Exhausted people are very poor at making sound judgments based on complex information, including information derived from their own knowledge, beliefs and experience. Sleep-deprived prisoners are therefore much more susceptible to persuasion that their actions or beliefs are wrong. Herein lies the secret of ‘brainwashing’.
In the Korean War of 1950–53, the Communists tortured American and Allied prisoners of war by systematically depriving them of sleep. A constant succession of guards would interrogate a prisoner at random times throughout the day and night, subjecting him to a constant barrage of questions and arguments. The effects on prisoners’ behaviour and beliefs were often profound. Sixty per cent of the US airmen who were captured in the Korean War either confessed to imaginary crimes, such as using biological weapons, or collaborated with the enemy in condemning the USA. When the prisoners were eventually returned to the USA, the US government appointed a panel of experts to discover what had happened. The assumption at the time was that the Communists must have subjected the Allied prisoners to some mysterious and sophisticated form of mind control. Either that, or the men must be traitors and cowards. But the evidence uncovered by the review panel ruled out drugs, hypnosis or other forms of novel trickery. The truth was more prosaic. Just one device had been used to confuse and torment the prisoners until they were ready to confess to anything. That device was prolonged sleep deprivation. A combination of fatigue, confusion, fear and loss of control had produced profound changes in the men.
The practice of sleep-depriving military prisoners continues to this day. In April 2001 a US military surveillance aircraft collided in midair with a Chinese fighter. The American plane was forced to make an emergency landing in China. Meanwhile, the Chinese plane crashed, killing the pilot. The Chinese authorities were not happy: they impounded the American plane along with its crew of 24, sparking a diplomatic row between the two nations. The crew were eventually released after being detained and questioned for 11 days. They later revealed that the Chinese had used sleep deprivation as part of the interrogation process. The American pilot reported that the Chinese had questioned him for several hours on the first night, and thereafter had repeatedly woken him at various times of the night and day, forcing him to snatch a little sleep whenever he could.

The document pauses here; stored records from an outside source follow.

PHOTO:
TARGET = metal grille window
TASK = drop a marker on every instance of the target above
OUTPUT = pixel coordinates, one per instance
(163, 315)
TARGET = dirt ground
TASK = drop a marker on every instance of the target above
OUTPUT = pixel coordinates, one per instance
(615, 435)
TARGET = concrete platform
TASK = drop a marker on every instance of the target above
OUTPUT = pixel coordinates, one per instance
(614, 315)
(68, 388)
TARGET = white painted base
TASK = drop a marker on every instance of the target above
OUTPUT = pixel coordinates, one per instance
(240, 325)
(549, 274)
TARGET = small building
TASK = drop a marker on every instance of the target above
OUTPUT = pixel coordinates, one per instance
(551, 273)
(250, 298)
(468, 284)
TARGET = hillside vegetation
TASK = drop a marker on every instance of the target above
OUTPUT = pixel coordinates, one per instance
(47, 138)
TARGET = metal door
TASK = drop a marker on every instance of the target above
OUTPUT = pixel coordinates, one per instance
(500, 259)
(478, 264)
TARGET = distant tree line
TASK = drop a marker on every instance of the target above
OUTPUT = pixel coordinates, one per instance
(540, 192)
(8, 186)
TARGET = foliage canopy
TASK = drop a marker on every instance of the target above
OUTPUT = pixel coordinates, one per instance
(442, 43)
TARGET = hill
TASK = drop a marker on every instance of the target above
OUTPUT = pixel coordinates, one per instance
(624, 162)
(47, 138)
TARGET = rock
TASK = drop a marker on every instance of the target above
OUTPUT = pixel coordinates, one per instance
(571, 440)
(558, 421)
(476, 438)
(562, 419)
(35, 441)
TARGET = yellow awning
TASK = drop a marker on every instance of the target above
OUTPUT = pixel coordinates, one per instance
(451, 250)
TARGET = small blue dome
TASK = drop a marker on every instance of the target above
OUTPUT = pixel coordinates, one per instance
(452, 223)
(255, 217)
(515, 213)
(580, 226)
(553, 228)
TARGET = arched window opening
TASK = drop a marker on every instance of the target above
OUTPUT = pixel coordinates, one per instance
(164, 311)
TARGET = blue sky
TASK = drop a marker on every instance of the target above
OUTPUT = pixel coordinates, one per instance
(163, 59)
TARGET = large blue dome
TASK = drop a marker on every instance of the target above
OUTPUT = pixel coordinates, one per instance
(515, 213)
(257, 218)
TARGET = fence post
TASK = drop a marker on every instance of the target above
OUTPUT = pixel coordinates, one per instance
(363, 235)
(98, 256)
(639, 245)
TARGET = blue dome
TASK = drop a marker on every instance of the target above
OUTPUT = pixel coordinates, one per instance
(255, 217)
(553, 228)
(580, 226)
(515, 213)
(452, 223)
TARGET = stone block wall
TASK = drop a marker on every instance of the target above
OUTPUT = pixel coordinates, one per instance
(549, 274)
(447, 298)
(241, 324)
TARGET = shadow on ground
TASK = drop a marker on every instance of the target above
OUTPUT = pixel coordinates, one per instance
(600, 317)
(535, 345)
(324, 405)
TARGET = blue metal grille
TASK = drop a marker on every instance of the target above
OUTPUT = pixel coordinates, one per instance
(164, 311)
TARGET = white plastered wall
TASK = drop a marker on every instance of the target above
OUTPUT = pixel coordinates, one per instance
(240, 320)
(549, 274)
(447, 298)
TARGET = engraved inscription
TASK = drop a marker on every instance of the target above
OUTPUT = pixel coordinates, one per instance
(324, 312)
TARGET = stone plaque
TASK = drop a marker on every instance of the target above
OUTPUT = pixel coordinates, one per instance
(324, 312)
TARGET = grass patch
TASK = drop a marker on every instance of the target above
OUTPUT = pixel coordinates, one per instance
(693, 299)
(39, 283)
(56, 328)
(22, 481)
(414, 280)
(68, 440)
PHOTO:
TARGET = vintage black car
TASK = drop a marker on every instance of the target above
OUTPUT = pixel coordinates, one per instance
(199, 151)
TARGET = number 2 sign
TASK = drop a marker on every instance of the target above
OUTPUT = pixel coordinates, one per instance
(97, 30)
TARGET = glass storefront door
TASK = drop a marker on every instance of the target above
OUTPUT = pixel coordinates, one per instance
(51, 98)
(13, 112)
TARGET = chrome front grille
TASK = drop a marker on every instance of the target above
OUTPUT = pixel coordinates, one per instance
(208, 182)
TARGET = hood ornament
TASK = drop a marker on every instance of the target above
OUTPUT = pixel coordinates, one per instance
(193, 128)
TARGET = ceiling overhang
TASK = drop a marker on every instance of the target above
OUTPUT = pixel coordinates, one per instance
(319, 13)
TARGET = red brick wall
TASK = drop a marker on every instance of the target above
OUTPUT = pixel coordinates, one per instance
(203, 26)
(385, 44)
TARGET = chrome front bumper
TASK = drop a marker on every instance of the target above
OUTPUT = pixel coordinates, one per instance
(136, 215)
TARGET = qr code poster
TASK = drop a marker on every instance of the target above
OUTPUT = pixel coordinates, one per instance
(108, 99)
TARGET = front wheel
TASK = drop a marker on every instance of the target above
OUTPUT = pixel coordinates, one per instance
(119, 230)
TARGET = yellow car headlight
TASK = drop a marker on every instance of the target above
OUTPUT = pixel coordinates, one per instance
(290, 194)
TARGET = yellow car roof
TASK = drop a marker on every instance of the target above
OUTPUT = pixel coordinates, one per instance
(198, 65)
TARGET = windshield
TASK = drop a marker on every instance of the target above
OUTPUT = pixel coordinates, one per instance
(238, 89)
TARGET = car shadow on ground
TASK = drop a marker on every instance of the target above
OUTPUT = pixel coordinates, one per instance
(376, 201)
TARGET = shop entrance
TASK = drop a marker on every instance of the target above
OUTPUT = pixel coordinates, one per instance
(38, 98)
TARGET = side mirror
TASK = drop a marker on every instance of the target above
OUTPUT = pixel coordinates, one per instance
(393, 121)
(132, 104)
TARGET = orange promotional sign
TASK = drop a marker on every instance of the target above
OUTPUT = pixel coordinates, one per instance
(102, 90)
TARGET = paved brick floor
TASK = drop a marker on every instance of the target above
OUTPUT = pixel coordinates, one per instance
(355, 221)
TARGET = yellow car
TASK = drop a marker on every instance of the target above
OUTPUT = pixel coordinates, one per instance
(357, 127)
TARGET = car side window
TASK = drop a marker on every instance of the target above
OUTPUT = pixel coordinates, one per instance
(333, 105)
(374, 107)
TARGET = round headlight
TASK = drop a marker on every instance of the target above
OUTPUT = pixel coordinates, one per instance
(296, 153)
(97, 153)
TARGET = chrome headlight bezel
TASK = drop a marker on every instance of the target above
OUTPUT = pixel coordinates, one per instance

Prolonged sleep deprivation lay behind many of the psychiatric casualties of World War One. Thousands of men had to be withdrawn from the horrific conditions of the front line with what was referred to then as shell shock. (Nowadays we would call it post-traumatic stress disorder.) Continuous shelling was undoubtedly a cause of severe stress. For hours or days at a time, men crouched defenceless in muddy trenches, constantly exposed to the threat of instant death or injury but powerless to do anything about it. Even the hardiest of minds could crack. But the shelling broke men for another reason as well: it prevented them from sleeping. Doctors often found that when a man with disabling shell shock was granted respite from the front line, he would rapidly recover and be able to return to his unit within days. Getting a few nights’ sleep in the hospital probably did more good than the psychotherapy that went with it.
When we starve ourselves of sleep in the name of work or play, we go partway down a path that leads eventually to something horrific.